定义了训练和预测网络以及估计器类后，我们可以遵循与现有模型完全相同的步骤，即通过将所有必需的超参数传递给估计器类来指定我们的估计器，通过调用其 train 方法来训练估计器以创建预测器，最后使用 make_evaluation_predictions 函数生成我们的预测结果。

[64]:

estimator = MyEstimator(
    prediction_length=custom_ds_metadata["prediction_length"],
    context_length=2 * custom_ds_metadata["prediction_length"],
    num_cells=40,
    trainer=Trainer(
        ctx="cpu",
        epochs=5,
        learning_rate=1e-3,
        hybridize=False,
        num_batches_per_epoch=100,
    ),
)

估计器可以使用我们的训练数据集 train_ds 进行训练，只需调用其 train 方法即可。训练完成后将返回一个预测器，可用于预测。

[65]:

predictor = estimator.train(train_ds)

100%|██████████| 100/100 [00:00<00:00, 257.30it/s, epoch=1/5, avg_epoch_loss=0.48]
100%|██████████| 100/100 [00:00<00:00, 268.75it/s, epoch=2/5, avg_epoch_loss=0.319]
100%|██████████| 100/100 [00:00<00:00, 288.90it/s, epoch=3/5, avg_epoch_loss=0.302]
100%|██████████| 100/100 [00:00<00:00, 296.54it/s, epoch=4/5, avg_epoch_loss=0.289]
100%|██████████| 100/100 [00:00<00:00, 284.35it/s, epoch=5/5, avg_epoch_loss=0.288]

[66]:

forecast_it, ts_it = make_evaluation_predictions(
    dataset=test_ds,  # test dataset
    predictor=predictor,  # predictor
    num_samples=100,  # number of sample paths we want for evaluation
)

[67]:

forecasts = list(forecast_it)
tss = list(ts_it)

[68]:

plt.plot(tss[0][-150:].to_timestamp())
forecasts[0].plot(show_label=True)
plt.legend()

[68]:

<matplotlib.legend.Legend at 0x7f2498018880>

../../_images/tutorials_forecasting_extended_tutorial_104_1.png

请注意，我们在预测结果中实际上看不到任何预测区间。这是预料之中的，因为我们定义的模型不进行概率预测，它只给出点估计。在这种网络中要求 100 条样本路径（在 make_evaluation_predictions 中定义）时，我们得到 100 次相同的输出。

概率预测#

模型如何学习分布？#

概率预测要求我们学习时间序列未来值的分布，而不是像点预测那样仅学习值本身。为此，我们需要指定未来值遵循的分布类型。GluonTS 提供了多种不同的分布，涵盖了许多用例，例如高斯分布、学生 t 分布和均匀分布等。
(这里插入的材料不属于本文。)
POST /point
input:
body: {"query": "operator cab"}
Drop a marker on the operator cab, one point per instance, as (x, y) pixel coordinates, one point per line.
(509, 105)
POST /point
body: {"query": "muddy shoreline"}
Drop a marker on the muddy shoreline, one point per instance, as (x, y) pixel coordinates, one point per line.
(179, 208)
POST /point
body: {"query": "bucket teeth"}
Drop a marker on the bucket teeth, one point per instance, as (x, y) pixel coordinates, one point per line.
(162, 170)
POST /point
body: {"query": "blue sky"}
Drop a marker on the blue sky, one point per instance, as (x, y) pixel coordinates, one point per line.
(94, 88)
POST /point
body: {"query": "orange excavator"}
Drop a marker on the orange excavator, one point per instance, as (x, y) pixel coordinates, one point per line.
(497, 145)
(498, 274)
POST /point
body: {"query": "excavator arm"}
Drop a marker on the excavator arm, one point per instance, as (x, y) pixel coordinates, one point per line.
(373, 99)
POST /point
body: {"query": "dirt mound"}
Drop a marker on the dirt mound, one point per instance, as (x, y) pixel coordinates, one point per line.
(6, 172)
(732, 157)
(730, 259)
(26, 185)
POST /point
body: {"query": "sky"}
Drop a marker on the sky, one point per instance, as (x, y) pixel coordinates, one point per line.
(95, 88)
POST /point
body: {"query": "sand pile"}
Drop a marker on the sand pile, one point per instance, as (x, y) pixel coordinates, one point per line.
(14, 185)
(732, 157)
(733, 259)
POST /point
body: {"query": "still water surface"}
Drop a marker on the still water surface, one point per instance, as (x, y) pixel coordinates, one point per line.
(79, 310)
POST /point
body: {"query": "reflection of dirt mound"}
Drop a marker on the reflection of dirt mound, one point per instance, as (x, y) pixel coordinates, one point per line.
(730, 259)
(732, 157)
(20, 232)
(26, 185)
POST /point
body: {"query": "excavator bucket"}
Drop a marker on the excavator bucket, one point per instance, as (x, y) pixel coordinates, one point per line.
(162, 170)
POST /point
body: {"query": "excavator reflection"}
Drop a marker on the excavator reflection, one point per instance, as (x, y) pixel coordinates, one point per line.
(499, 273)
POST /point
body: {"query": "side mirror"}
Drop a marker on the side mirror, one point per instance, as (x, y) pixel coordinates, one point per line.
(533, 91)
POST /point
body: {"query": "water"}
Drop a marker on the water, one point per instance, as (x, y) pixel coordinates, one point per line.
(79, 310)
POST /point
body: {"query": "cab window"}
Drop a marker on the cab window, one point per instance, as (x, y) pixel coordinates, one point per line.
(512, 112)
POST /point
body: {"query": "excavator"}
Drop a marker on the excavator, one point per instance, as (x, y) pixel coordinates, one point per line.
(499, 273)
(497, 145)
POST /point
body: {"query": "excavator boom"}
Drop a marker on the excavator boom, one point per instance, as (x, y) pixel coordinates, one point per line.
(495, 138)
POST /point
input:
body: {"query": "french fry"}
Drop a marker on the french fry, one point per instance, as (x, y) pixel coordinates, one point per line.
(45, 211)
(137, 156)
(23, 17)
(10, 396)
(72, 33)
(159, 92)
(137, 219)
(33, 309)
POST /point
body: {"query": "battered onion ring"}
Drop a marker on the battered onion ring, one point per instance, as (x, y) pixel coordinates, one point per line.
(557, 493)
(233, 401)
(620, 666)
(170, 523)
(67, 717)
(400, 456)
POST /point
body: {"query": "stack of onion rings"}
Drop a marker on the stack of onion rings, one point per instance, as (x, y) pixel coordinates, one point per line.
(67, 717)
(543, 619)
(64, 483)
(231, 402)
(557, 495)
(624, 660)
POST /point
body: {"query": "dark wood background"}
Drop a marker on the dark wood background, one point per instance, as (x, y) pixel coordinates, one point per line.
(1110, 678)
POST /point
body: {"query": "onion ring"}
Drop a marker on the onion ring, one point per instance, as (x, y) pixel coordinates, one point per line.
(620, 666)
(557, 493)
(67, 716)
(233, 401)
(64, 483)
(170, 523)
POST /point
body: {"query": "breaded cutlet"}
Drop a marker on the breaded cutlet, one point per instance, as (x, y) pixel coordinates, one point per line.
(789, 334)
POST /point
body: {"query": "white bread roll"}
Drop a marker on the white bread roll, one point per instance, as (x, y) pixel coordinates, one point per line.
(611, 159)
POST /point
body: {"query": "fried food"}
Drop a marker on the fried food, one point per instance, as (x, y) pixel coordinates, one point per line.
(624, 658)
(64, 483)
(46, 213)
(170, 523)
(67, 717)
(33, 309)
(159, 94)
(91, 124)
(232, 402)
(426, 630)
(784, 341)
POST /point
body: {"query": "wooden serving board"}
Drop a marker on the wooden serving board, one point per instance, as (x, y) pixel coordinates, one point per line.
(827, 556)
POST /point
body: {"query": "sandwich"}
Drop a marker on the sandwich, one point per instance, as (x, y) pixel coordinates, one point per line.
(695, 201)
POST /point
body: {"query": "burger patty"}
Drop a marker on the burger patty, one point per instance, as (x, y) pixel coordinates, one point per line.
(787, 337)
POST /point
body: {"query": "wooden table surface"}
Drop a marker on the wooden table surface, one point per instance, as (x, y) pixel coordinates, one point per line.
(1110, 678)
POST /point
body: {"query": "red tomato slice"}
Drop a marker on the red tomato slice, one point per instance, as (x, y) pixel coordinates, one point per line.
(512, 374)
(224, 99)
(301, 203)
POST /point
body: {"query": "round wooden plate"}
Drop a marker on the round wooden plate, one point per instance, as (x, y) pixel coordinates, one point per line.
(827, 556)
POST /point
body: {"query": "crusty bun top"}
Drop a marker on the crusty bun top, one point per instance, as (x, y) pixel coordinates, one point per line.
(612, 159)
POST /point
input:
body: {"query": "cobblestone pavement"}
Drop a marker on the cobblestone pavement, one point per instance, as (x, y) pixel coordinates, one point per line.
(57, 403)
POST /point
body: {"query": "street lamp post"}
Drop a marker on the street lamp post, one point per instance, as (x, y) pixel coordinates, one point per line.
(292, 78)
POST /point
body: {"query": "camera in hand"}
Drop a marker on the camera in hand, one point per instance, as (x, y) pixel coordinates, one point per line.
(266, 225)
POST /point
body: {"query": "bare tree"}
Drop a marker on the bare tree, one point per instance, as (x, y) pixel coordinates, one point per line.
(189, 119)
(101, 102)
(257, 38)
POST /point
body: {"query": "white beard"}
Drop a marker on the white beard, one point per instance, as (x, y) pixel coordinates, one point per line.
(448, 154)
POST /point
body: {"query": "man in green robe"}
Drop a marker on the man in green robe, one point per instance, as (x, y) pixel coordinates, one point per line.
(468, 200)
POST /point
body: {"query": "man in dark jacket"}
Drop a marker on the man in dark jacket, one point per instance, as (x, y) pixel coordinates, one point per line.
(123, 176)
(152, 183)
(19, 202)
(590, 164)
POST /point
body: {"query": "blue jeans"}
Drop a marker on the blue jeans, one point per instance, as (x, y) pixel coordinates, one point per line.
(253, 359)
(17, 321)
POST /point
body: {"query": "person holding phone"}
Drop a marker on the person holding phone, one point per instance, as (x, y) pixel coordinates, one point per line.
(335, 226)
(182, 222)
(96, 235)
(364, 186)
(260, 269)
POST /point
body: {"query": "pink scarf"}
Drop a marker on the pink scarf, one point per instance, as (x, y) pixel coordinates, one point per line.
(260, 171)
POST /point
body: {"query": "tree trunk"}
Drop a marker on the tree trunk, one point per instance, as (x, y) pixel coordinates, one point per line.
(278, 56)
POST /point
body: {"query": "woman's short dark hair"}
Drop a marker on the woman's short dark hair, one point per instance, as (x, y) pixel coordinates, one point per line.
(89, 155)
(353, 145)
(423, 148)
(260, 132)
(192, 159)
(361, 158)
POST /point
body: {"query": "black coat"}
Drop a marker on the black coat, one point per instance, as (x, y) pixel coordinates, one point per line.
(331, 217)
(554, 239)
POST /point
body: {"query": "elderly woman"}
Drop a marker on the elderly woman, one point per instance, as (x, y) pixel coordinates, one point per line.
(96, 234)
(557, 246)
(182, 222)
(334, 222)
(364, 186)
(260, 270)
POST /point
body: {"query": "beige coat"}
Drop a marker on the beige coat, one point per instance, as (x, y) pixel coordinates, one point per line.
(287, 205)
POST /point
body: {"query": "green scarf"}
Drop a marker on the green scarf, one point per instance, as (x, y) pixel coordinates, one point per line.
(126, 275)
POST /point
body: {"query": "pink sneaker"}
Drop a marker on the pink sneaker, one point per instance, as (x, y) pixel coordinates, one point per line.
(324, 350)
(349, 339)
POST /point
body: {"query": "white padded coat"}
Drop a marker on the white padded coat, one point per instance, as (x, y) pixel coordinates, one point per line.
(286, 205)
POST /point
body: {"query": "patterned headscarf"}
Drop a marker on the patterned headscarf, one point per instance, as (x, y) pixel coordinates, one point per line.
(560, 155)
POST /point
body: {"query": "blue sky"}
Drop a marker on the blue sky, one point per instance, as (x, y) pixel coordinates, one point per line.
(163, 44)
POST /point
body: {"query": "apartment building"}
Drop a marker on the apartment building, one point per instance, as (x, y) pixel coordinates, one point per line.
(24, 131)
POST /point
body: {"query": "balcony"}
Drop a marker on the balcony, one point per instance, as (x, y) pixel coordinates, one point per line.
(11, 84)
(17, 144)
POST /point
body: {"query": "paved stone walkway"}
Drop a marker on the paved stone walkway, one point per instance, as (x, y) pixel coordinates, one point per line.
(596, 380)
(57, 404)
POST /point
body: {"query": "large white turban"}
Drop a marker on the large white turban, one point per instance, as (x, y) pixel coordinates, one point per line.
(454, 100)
为了学习分布，我们需要学习其参数。例如，在我们假设高斯分布的简单情况下，我们需要学习完全指定该分布的均值和方差。

GluonTS 中可用的每种分布都由相应的 Distribution 类（例如 Gaussian）定义。此类定义了（除其他外）分布的参数、其（对数）似然以及采样方法（给定参数）。

然而，如何将模型与此类分布连接并学习其参数并不直接。为此，每种分布都附带一个 DistributionOutput 类（例如 GaussianOutput）。此类用于将模型与分布连接起来。其主要用途是将模型的输出映射到分布的参数。您可以将其视为模型顶部的附加投影层。此层的参数与网络的其余部分一起优化。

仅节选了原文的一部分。